LYFT you know you aweful sneaky... Trying to slip a FedEx forum run in by auto adding it to my que when I couldn't refuse it...

All the while Uber was paying the equivalent of 3-5x surge... and you thought we were gonna take that ride for chump change... well thanks to you your customer was left collecting dust on the curb outside the forum praying for another gullible driver to take his $10 pitance ride... it wasn't me.....nope I instead took a surge ride and got paid $18.37 to go 1.68 miles... Not even to mention the other 4 surge rides I caught after this one...

And shame on you for not allowing me to just cancel it for the rider.... That's a new low even for you guys...the app kept giving me an error when tryi g to cancel the added ride... 
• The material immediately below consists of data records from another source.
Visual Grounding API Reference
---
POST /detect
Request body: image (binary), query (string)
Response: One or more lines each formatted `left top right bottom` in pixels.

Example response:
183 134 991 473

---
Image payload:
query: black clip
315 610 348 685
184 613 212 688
LYFT seems to be writing the playbook on how to go out of business in the quickest way possible....


----------



## Hooray5Stars (Oct 28, 2019)

App error maybe? Or are they really not letting you decline rides out of your queue anymore? And you know you can turn that feature off, right? Mine's off, don't dump things in my queue I didn't have a chance to look at first.


----------



## Leea (Dec 18, 2017)

Dekero said:


> LYFT you know you aweful sneaky... Trying to slip a FedEx forum run in by auto adding it to my que when I couldn't refuse it...
> 
> All the while Uber was paying the equivalent of 3-5x surge... and you thought we were gonna take that ride for chump change... well thanks to you your customer was left collecting dust on the curb outside the forum praying for another gullible driver to take his $10 pitance ride... it wasn't me.....nope I instead took a surge ride and got paid $18.37 to go 1.68 miles... Not even to mention the other 4 surge rides I caught after this one...
> 
> ...


God I love how he posted the screenshots to prove his statement. I shouldn't need proof but I'm just so skeptical these days. You did the right thing leaving the Lyft customer. And yeah that was pretty dirty of Lyft


----------



## Coolpad_24 (Jun 18, 2019)

How is it driving Uber/Lyft in Memphis?


----------



## Dekero (Sep 24, 2019)

Coolpad_24 said:


> How is it driving Uber/Lyft in Memphis?


I have been doing it for about 18+ months. I have to say I have literally quit doing Lyft since they are no longer paying the surge rates they are charging the passengers. And thus screwing us... And it never fails when I take a Lyft ride I end up missing out on a strong Uber surge.

I have continued to learn the cycles this city takes... For instance...it almost always surges into the double digits downtown from 9pm-11pm, and again for around 12:30-1:30ish. Being down there with the app off and waiting till it peaks and then logging in is where the money is. There are a lot of little nuances like that ..that will greatly impact your income here...can't give all my secrets out... But I will say learning the surge cycles here is key.. other wise your chasing base rates all day.... I exceeded $200 in 3 hours due to surge just last nite. That's working smarter....

Good luck.


----------



## DriverMark (Jan 22, 2018)

We have the option here to decline auto-adds from Lyft now. But I guess it's not nation wide?



Dekero said:


> And shame on you for not allowing me to just cancel it for the rider.... That's a new low even for you guys...the app kept giving me an error when tryi g to cancel the added ride...


This happened to me last week, or sometime recent. I had a Lyft I wanted to cancel, and kept giving me a "network error". I took a better Uber ride, which was on my other phone. I eventually turn off the phone with Lyft on it. I've been wondering if that "network error" would have magically gone away had I arrived and picked up that customer.

When I turned on my phone and opened Lyft, the PAX had eventually cancelled.


----------



## Coolpad_24 (Jun 18, 2019)

Dekero said:


> I have been doing it for about 18+ months. I have to say I have literally quit doing Lyft since they are no longer paying the surge rates they are charging the passengers. And thus screwing us... And it never fails when I take a Lyft ride I end up missing out on a strong Uber surge.
> 
> I have continued to learn the cycles this city takes... For instance...it almost always surges into the double digits downtown from 9pm-11pm, and again for around 12:30-1:30ish. Being down there with the app off and waiting till it peaks and then logging in is where the money is. There are a lot of little nuances like that ..that will greatly impact your income here...can't give all my secrets out... But I will say learning the surge cycles here is key.. other wise your chasing base rates all day.... I exceeded $200 in 3 hours due to surge just last nite. That's working smarter....
> 
> ...


----------